What I like about the Gary Fong is that you can use it in many different ways. The Flashbender seams to be very versatile as well.

I saw some nice home made diffusor solutions. However I'd prefer not to use them for various reasons although I'm sure they might do just as well as the products you can buy.

What do you guys think about this gear? Can you recommend something better?


----------



## benique (Feb 18, 2015)

I'll reply for the ones interested in knowing what I choose. After a lot of research I bought the following.
Yn-E3-RT
5 x YN 600EX-RT
Lots of Eneloop batteries + Ansmann Powerline 4 Pro
Jinbei M-1400 Octobox
Jinbei 70x100 Softbox
Shoot through umbrella
2 x Manfrotto Mini Compact Stand 1051BAC
Meike Tripod

I'm very happy with my purchase. I paid a bit over 1000 USD for all the stuff. The flashes and the trigger have been very reliable. They fired every time with the right power.
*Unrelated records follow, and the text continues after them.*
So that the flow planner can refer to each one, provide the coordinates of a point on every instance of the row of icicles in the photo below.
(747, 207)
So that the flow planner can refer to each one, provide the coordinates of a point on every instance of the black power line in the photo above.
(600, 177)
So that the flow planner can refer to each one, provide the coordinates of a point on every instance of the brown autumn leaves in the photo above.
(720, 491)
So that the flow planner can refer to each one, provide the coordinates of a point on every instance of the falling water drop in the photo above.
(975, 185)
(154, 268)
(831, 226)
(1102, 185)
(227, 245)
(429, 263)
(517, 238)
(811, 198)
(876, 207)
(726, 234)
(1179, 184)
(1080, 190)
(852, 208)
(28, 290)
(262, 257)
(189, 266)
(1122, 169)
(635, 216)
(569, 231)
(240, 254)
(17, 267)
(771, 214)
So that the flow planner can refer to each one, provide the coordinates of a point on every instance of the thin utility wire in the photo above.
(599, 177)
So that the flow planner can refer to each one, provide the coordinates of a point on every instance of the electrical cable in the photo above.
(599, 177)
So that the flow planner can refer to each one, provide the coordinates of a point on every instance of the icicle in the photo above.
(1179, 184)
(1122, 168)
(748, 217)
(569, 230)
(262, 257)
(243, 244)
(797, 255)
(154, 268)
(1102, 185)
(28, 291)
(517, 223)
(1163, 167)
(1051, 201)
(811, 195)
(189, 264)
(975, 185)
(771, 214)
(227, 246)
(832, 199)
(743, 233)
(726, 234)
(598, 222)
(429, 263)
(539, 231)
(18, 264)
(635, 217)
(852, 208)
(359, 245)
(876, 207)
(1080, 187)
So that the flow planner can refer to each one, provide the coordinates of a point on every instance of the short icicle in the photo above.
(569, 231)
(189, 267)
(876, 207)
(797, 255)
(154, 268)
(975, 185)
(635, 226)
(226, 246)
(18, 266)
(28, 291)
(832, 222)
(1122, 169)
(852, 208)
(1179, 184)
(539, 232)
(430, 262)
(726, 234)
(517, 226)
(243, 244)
The canon flashes (580EX II and 430EX II) that I used before often didn't fire with the optical triggering because they didn't catch enough light.


----------



## Jim Saunders (Feb 18, 2015)

I'm glad you found some kit you're happy with, I'm curious to hear you the lights hold up. Two or more lights together can share the burden so they recycle faster, for some activities that helps a lot.

Jim


----------



## benique (Feb 19, 2015)

They recycle very fast anyways. They are faster than the Canon 600EX-RT.


----------